Por Frei Betto
Não se devem esperar grandes avanços na doutrina católica por parte do Sínodo
da Família, que se encerra no próximo domingo. O tema central, a família, é
espinhoso para os 270 padres sinodais reunidos em Roma, pois engloba questões
consideradas, há séculos, tabus para a cúpula da Igreja Católica: divórcio,
homossexualidade, uso de preservativo etc.
O papa Francisco difere de seus dois últimos antecessores por ter a coragem de
pôr o dedo na ferida. E o faz com um olhar misericordioso para com os gays e
aqueles que, fracassados no matrimônio, contraem segundas núpcias.
Sua atitude suscita, no seio da Igreja, fortes reações contrárias. Ouvi de um
bispo que “enquanto Bento XVI estiver vivo, meu papa é ele”. Na Espanha,
católicos conservadores se atrevem a fazer por Francisco esta oração: “Senhor,
ilumina-o ou elimina-o”.
Na véspera da abertura do sínodo, 13 cardeais (7 europeus, 3 estadunidenses, 2
africanos e 1 da Oceania) expressaram, em carta ao papa, agora vazada por um
vaticanista conservador, temer que ele manipule os trabalhos de modo a produzir
um documento final, sem levar em conta a opinião da maioria dos padres
sinodais.
Francisco é um monarca absoluto. Juridicamente não está sujeito a nenhuma
instância, exceto o juízo divino. Poderia impor normas e doutrinas aos
católicos sem consultar senão a sua consciência, como fizeram papas anteriores.
No entanto, decidiu adotar um comportamento que pode ser considerado
democrático. Por isso convocou o sínodo.
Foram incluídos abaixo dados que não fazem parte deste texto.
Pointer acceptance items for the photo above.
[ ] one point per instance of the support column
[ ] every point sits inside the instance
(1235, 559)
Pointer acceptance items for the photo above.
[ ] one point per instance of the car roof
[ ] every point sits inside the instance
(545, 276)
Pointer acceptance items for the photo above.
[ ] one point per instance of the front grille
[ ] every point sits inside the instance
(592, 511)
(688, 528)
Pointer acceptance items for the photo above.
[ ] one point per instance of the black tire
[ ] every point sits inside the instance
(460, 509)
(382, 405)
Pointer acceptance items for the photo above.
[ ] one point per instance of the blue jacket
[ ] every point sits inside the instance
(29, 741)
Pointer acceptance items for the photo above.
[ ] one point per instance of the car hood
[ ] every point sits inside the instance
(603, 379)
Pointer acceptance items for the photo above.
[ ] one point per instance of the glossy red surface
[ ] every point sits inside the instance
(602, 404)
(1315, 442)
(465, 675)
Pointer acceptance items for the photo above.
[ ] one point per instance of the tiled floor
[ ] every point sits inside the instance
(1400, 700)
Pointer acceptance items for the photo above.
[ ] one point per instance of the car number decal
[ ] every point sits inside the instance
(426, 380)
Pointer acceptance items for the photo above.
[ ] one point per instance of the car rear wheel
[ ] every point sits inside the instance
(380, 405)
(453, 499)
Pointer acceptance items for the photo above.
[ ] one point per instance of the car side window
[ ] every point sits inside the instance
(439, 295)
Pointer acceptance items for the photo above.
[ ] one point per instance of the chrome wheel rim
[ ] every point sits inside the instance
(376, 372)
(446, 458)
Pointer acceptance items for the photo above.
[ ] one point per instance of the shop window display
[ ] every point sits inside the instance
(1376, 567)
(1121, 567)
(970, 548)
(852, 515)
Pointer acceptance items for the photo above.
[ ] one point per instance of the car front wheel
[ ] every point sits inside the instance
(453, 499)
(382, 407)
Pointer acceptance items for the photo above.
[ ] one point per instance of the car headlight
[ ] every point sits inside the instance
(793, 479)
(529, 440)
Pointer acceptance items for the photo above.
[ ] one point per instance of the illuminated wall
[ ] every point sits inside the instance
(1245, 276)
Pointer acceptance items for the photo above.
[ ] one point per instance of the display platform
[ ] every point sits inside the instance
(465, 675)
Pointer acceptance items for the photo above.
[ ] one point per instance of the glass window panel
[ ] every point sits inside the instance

Quer ouvir as bases.
Em reação à carta dos 13 conservadores, na abertura do evento o papa se referiu
“à hermenêutica conspiratória”, denunciando-a como “sociologicamente mais
frágil” e “teologicamente mais fragmentadora”. Deu um basta à mentalidade que
enxerga tramas e complôs por toda parte.
Conceder aos católicos divorciados e recasados o direito de receber a comunhão
ou eucaristia foi o tema que prevaleceu nos debates sinodais. Reinhard Marx,
cardeal de Munique, se posicionou favorável. “Quando a vida conjugal em um
casamento canonicamente válido fracassou definitivamente, e o matrimônio não
pode ser anulado (...), mas existe a vontade de viver a segunda relação na fé,
educando os filhos na fé, então se deve permitir o acesso à eucaristia”, disse
ele. Questionou também se as relações sexuais na nova união podem ser
consideradas adultério, como reza o preceito vigente na Igreja Católica.
Um prelado mexicano, cujo nome não foi divulgado, manifestou-se a favor do
cardeal Marx ao contar o caso do menino que, filho de casal separado,
comparecia toda semana à catequese levado pelo pai ou pela mãe. No dia da
Primeira Eucaristia, o garoto, ao receber a hóstia em mãos, repartiu-a em três
e, após tirar um pedaço para si, deu metade para a mãe e a outra ao pai.
O sínodo reflete a tensão crucial da Igreja, a contradição entre o peso das
leis canônicas e as exigências dos preceitos evangélicos. Como considerar
adúltero o novo casamento, se o próprio Jesus perdoou a mulher acusada de
adultério? Como banir da comunidade de fé alguém que, sendo homossexual,
sinceramente se abre ao amor infinito de Deus?
O sínodo tratou também do “martírio silencioso” sofrido pelas vítimas de
violência no interior do núcleo familiar, incesto e abusos sexuais. Francisco
tem manifestado o mea-culpa da Igreja diante dos casos de pedofilia,
bem como exigido rigorosa punição dos criminosos.
O fato é que a Igreja se encontra frente a um dilema: ceder à moral burguesa
que dissocia sexo e amor, e enquadrar o primeiro no moralismo farisaico, ou
focar a sexualidade como expressão do amor que une Pai, Filho e Espírito
Santo e, portanto, prioriza a espiritualidade e relega a genitalidade a segundo
plano.
Frei Betto é escritor,
autor de “Reinventar a vida” (Vozes), entre outros livros.